In the run-up to and during the war, the reactionary Catholic church in the Congo, in cahoots with local Belgian business bosses and King Leopold himself, were unashamedly pro-Nazi and wanted the Congo to remain “neutral” during the war.

Luckily for the US the local managing director of the powerful Union Miniere company, which owned the uranium mines, and the territory’s governor general sided with the allies.

The mines owned by the company produced copper, cobalt, radium, zinc, cadmium, germanium, manganese, silver gold, tin and diamonds alongside uranium — a treasure trove for business.

The Shinkolobwe mine is the most important deposit of uranium yet discovered anywhere in the world and was vital to the success of the Manhattan Project.

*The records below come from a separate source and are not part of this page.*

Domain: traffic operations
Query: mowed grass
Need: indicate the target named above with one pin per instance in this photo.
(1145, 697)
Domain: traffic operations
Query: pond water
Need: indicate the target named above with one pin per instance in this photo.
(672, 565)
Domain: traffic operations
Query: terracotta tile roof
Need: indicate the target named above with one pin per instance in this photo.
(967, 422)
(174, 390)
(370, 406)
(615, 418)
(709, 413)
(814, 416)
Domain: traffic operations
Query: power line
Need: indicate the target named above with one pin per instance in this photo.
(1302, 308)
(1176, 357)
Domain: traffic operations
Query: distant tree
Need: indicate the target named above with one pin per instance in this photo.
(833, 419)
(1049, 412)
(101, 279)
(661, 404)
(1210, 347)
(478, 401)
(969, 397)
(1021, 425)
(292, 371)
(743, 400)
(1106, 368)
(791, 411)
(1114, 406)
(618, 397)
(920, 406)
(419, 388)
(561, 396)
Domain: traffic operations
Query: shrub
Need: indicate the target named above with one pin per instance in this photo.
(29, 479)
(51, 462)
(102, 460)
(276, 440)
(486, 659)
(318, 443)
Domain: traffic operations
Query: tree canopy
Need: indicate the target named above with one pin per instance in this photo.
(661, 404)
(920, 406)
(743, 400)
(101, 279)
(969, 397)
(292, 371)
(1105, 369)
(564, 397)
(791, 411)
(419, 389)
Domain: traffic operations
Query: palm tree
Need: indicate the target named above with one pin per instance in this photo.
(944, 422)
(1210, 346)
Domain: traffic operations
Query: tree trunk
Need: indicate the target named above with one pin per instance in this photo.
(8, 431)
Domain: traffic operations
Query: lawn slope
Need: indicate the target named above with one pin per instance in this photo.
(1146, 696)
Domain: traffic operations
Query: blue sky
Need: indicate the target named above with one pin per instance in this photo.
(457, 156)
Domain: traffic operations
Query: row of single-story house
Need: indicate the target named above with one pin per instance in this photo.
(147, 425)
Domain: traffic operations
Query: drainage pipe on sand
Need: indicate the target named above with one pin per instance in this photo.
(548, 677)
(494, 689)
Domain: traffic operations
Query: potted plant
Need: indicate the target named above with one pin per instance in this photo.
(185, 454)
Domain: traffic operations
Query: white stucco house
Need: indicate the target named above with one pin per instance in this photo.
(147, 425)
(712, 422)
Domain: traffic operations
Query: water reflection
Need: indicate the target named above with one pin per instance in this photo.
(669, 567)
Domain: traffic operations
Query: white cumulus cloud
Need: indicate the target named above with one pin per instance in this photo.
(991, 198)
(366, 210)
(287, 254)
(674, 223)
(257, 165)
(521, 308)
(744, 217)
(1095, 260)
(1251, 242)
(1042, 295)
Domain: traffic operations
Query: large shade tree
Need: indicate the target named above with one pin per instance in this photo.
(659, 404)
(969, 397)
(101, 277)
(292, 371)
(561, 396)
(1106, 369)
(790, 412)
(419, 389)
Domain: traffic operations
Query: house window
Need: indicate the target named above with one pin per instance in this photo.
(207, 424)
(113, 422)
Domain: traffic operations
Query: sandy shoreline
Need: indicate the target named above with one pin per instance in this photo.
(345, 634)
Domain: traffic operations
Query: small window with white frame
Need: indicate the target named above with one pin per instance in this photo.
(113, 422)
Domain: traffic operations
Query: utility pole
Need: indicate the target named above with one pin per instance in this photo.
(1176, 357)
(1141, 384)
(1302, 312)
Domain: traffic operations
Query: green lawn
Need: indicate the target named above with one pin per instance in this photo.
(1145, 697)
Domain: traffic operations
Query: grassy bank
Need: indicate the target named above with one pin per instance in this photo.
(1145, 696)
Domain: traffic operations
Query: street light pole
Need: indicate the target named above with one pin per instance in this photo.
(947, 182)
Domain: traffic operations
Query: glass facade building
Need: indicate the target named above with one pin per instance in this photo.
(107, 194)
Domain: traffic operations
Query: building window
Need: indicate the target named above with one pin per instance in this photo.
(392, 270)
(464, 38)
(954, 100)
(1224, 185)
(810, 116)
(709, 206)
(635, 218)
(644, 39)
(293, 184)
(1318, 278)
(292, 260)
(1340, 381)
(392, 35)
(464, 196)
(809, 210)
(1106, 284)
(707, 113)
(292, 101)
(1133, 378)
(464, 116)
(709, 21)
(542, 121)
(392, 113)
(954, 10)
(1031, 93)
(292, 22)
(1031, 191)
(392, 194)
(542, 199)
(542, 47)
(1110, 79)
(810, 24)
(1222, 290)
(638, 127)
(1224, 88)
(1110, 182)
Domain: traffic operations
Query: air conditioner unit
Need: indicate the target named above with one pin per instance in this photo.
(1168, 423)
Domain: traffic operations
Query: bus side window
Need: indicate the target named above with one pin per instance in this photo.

Most sources of uranium ore come from mines with low percentages of uranium, making it costly to extract, but the Congo produced ore of up to 75 per cent purity.

Given that Nazi Germany was also working on an atomic bomb, it was an urgent priority for the US to prevent the uranium being diverted to the enemy — a task entrusted to Washington’s secret intelligence agents.

Sent undercover to colonial Africa to track the ore and hunt down Nazi collaborators, their assignment was made even tougher by the complex political reality and by tensions between Belgian and US and British officials.

The author, Susan Williams is a historian and senior research fellow at the School of Advanced Study, University of London. Her pathbreaking books include Who Killed Hammarskjold? (2015), the UN secretary-general, who died in suspicious circumstances in 1961, triggered a new, ongoing UN investigation into his death. Her latest book is White Malice: The CIA and the Covert Recolonisation of Africa (2021).

Spies in the Congo is a highly informative and valuable historical record.